An assistant prosecutor in the Watergate probe that led to Richard Nixon’s resignation says President Donald Trump appears to have been trying to influence the jury hearing the tax evasion and bank fraud case against his former campaign chair Paul Manafort.
“Because the jury isn’t sequestered, they may see this. I know they’re not supposed to watch the news or hear the news, but it’s so all pervasive that I worry that they might,” Jill Wine-Banks told MSNBC’s Lawrence O’Donnell on Thursday.
On Wednesday morning, a day after the trial of Manafort kicked off in a Virginia courtroom, Trump tweeted:
“[Trump’s words] are really a message to them in the same way that I think the Arpaio pardon was a message to witnesses -- you don’t have to cooperate, don’t worry about it. You can be in contempt of court and I’ll pardon you,” Wine-Banks said, referring to Trump’s pardoning of ex-Arizona sheriff Joe Arpaio who was convicted of contempt of court in a racial profiling case.
“So I think he’s sending a message.

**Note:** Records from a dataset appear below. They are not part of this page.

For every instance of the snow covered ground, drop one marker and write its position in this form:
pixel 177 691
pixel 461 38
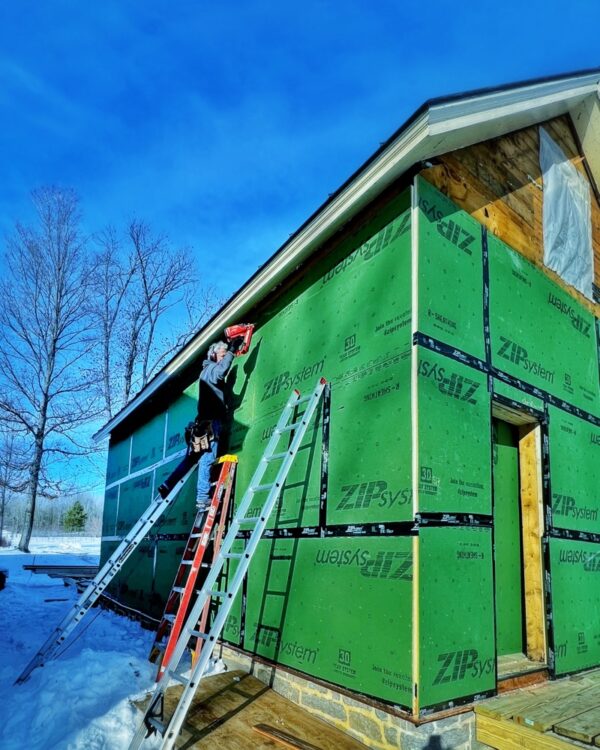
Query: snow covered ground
pixel 82 700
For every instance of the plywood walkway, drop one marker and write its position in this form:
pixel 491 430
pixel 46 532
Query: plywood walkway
pixel 228 706
pixel 560 715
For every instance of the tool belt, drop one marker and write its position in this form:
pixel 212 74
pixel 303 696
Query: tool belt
pixel 198 436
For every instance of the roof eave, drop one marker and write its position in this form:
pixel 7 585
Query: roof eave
pixel 440 127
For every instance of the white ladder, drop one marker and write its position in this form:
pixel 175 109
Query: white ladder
pixel 108 571
pixel 152 718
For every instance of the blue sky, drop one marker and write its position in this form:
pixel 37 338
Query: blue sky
pixel 226 124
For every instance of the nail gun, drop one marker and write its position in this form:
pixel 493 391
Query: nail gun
pixel 241 334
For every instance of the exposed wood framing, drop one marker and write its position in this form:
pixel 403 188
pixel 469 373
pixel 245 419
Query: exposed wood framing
pixel 530 460
pixel 499 183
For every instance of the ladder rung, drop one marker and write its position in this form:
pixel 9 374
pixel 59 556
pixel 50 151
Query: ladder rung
pixel 158 725
pixel 198 634
pixel 179 677
pixel 290 427
pixel 278 457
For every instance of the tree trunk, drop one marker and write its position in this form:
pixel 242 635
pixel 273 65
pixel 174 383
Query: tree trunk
pixel 34 477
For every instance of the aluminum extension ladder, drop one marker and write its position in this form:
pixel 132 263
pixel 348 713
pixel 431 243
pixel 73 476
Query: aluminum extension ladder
pixel 108 571
pixel 154 712
pixel 184 585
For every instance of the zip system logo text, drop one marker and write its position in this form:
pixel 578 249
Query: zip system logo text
pixel 285 381
pixel 365 494
pixel 452 384
pixel 518 355
pixel 456 665
pixel 372 247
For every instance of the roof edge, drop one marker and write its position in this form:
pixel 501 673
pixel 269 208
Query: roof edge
pixel 403 149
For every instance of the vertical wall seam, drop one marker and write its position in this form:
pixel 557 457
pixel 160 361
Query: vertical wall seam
pixel 414 270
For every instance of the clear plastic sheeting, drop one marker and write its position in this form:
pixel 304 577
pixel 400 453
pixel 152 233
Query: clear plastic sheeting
pixel 567 222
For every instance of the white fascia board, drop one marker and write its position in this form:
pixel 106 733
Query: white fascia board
pixel 467 113
pixel 442 127
pixel 390 164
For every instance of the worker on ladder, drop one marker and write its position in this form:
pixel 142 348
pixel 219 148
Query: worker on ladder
pixel 212 413
pixel 203 434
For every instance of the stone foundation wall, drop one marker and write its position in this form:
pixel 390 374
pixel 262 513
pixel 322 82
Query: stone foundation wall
pixel 375 727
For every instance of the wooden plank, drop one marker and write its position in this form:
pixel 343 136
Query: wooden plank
pixel 283 738
pixel 530 469
pixel 523 702
pixel 227 707
pixel 506 735
pixel 543 716
pixel 583 727
pixel 498 183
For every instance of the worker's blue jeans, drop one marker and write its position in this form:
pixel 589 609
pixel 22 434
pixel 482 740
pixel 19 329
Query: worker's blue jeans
pixel 205 464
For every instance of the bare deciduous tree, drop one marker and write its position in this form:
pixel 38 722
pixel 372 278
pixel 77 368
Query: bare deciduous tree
pixel 137 282
pixel 44 341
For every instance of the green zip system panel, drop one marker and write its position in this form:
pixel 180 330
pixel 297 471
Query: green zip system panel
pixel 346 608
pixel 575 467
pixel 118 460
pixel 179 414
pixel 508 556
pixel 515 394
pixel 456 609
pixel 539 333
pixel 454 437
pixel 450 272
pixel 575 568
pixel 330 591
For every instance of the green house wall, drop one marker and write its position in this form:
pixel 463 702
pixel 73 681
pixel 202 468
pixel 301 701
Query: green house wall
pixel 384 563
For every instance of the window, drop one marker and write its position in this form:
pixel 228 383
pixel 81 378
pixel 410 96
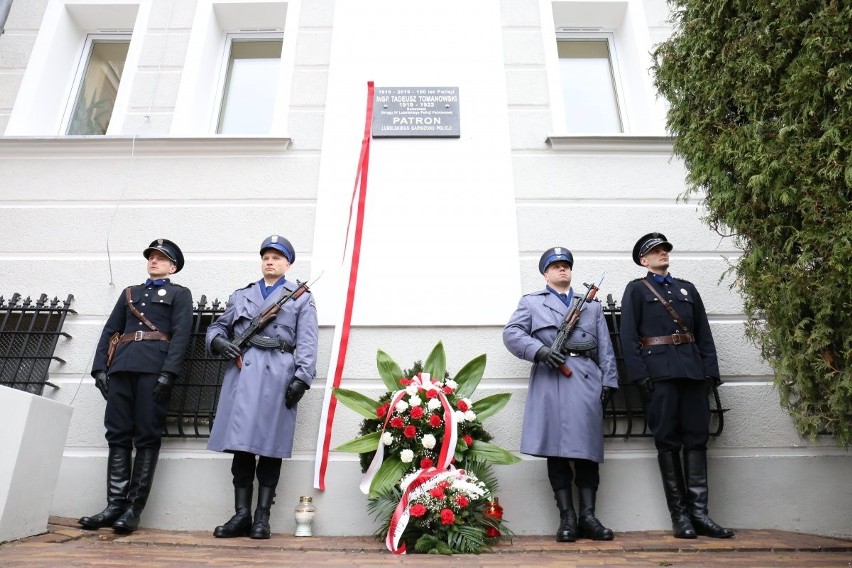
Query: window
pixel 589 88
pixel 249 85
pixel 96 85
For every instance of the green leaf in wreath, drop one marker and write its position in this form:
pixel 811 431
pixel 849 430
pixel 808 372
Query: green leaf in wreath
pixel 436 362
pixel 490 405
pixel 469 376
pixel 493 453
pixel 388 475
pixel 388 370
pixel 367 443
pixel 363 405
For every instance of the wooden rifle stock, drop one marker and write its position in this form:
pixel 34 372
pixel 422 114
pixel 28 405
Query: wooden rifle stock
pixel 570 322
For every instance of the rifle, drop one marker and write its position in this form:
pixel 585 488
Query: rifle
pixel 570 322
pixel 262 320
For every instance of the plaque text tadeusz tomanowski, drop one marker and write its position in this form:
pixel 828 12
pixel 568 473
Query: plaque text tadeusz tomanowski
pixel 421 112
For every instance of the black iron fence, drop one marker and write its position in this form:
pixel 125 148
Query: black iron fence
pixel 29 332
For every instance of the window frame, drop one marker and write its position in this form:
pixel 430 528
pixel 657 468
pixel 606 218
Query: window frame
pixel 222 79
pixel 580 34
pixel 83 61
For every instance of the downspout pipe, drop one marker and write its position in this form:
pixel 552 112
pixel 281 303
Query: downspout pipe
pixel 5 6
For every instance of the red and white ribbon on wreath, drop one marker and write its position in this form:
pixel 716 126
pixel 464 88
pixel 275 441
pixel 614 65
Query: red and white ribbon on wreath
pixel 425 480
pixel 450 438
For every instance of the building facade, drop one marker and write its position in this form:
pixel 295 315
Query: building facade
pixel 216 123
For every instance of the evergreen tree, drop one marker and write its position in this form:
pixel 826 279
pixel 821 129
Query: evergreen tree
pixel 761 108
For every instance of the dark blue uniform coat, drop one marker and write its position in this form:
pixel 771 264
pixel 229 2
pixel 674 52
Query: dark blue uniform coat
pixel 169 307
pixel 563 415
pixel 251 416
pixel 642 315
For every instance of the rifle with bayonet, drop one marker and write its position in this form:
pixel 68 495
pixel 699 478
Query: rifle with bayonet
pixel 263 319
pixel 566 328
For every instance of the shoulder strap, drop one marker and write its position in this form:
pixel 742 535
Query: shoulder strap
pixel 667 306
pixel 136 312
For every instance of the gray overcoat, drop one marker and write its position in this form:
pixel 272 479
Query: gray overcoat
pixel 251 416
pixel 563 415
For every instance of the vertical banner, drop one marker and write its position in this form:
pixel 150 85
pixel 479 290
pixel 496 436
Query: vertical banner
pixel 352 254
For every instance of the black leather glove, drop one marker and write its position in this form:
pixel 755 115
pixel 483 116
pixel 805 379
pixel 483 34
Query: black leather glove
pixel 549 357
pixel 295 392
pixel 606 395
pixel 645 388
pixel 102 382
pixel 163 388
pixel 221 346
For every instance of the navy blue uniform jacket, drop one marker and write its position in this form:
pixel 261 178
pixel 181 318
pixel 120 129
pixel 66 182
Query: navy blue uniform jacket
pixel 642 315
pixel 169 307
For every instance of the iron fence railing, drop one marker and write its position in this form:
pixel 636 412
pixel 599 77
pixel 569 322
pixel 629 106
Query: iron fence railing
pixel 29 332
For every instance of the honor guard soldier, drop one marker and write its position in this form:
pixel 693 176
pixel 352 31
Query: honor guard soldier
pixel 563 418
pixel 256 414
pixel 139 357
pixel 670 355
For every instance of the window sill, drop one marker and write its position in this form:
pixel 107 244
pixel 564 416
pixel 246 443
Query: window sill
pixel 90 146
pixel 614 143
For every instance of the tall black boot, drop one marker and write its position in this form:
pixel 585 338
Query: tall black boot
pixel 588 525
pixel 118 478
pixel 140 487
pixel 240 523
pixel 695 467
pixel 567 531
pixel 265 499
pixel 673 485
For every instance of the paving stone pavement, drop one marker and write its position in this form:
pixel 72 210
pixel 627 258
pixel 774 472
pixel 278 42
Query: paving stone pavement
pixel 65 544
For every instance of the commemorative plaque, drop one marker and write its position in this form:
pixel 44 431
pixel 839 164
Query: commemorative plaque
pixel 408 112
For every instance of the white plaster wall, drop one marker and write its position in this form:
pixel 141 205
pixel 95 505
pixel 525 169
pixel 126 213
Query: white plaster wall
pixel 61 202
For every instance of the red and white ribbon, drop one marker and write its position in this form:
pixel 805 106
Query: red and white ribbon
pixel 352 250
pixel 425 480
pixel 450 438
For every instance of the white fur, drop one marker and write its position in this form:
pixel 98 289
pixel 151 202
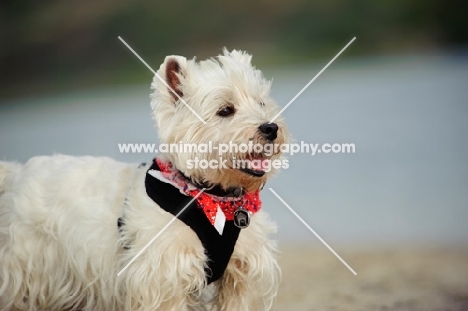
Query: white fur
pixel 59 244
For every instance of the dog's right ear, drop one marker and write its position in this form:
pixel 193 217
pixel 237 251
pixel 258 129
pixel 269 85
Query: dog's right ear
pixel 174 74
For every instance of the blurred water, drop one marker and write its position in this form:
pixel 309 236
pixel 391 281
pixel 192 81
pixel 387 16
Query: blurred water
pixel 407 181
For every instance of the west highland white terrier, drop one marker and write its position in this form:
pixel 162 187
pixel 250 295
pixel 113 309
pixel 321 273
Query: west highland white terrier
pixel 85 233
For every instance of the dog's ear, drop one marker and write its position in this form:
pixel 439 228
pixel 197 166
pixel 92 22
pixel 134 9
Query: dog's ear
pixel 174 70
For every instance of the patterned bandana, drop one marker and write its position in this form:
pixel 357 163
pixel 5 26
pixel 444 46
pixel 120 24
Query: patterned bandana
pixel 207 202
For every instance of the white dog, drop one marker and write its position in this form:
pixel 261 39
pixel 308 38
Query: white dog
pixel 71 229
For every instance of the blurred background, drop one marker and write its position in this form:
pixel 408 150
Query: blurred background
pixel 399 93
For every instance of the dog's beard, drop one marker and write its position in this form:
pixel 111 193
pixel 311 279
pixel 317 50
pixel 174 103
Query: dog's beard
pixel 249 170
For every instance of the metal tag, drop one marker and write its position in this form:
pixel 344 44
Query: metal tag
pixel 241 218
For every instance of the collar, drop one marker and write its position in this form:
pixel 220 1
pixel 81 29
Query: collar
pixel 209 201
pixel 171 191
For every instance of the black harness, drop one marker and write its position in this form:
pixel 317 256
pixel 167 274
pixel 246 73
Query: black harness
pixel 218 248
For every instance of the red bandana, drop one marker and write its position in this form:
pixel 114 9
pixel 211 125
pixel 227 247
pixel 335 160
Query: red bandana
pixel 207 202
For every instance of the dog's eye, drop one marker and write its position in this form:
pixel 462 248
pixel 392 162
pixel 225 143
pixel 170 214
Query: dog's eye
pixel 226 111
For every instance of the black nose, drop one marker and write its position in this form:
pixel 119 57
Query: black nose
pixel 269 130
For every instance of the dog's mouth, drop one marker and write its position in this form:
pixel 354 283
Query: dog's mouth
pixel 255 165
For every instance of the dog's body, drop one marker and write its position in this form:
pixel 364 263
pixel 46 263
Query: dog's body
pixel 61 249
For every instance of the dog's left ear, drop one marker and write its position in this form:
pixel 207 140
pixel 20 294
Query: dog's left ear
pixel 174 73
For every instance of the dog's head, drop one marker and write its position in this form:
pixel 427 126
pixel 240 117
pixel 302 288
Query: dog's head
pixel 232 98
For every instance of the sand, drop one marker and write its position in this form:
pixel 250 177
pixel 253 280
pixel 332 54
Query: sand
pixel 396 278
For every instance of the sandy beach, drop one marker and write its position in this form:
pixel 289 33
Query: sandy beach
pixel 403 278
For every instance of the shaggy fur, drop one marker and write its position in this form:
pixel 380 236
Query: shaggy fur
pixel 60 248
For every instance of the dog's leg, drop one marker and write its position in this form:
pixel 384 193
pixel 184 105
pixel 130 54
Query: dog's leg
pixel 251 279
pixel 169 275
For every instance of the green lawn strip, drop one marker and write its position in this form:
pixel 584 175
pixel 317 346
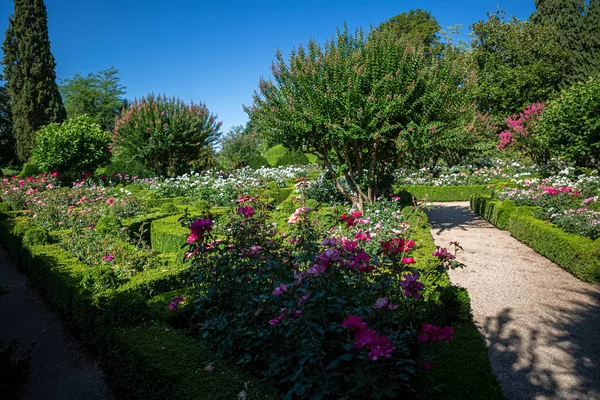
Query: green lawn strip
pixel 141 356
pixel 461 368
pixel 576 254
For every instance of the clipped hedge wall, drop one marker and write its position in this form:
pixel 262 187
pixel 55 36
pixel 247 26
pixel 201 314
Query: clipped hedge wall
pixel 443 193
pixel 142 357
pixel 576 254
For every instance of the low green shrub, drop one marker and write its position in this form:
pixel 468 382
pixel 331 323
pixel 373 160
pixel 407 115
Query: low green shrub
pixel 169 208
pixel 167 235
pixel 30 169
pixel 443 193
pixel 109 224
pixel 576 254
pixel 36 235
pixel 78 145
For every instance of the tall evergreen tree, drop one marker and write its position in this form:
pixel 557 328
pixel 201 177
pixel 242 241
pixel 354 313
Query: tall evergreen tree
pixel 29 70
pixel 569 18
pixel 6 135
pixel 593 25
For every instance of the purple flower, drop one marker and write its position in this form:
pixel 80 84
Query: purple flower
pixel 173 304
pixel 281 289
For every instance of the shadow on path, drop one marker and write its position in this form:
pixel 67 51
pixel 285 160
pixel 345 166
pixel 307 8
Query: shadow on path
pixel 541 324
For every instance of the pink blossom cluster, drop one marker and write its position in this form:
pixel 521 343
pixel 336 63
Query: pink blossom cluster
pixel 246 211
pixel 299 214
pixel 443 253
pixel 173 304
pixel 520 125
pixel 378 346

And he also, in addition … was also very complimentary to Paul Manafort by saying that he had worked for Ronald Reagan and [Bob] Dole and that he’s a political operative.
“So he’s going out of his way to say things that were laudatory about this defendant, and it’s just simply inappropriate for a president of the United States to use a public means of communicating, which Twitter is … I think he’s using a public forum to send a message to the jury that he should not have his former campaign chair convicted of anything.”
Federal prosecutors allege Manafort did not pay taxes on millions of dollars he made from work for a Ukrainian political party. He has pleaded not guilty.
Wine-Banks, one of the first female lawyers in the organized crime division of the Justice Department served on the staff of special prosecutor Leon Jaworski during the Watergate hearings and cross-examined Nixon's secretary Rose Mary Woods about the 18-1/2 minute gap on the Watergate tapes.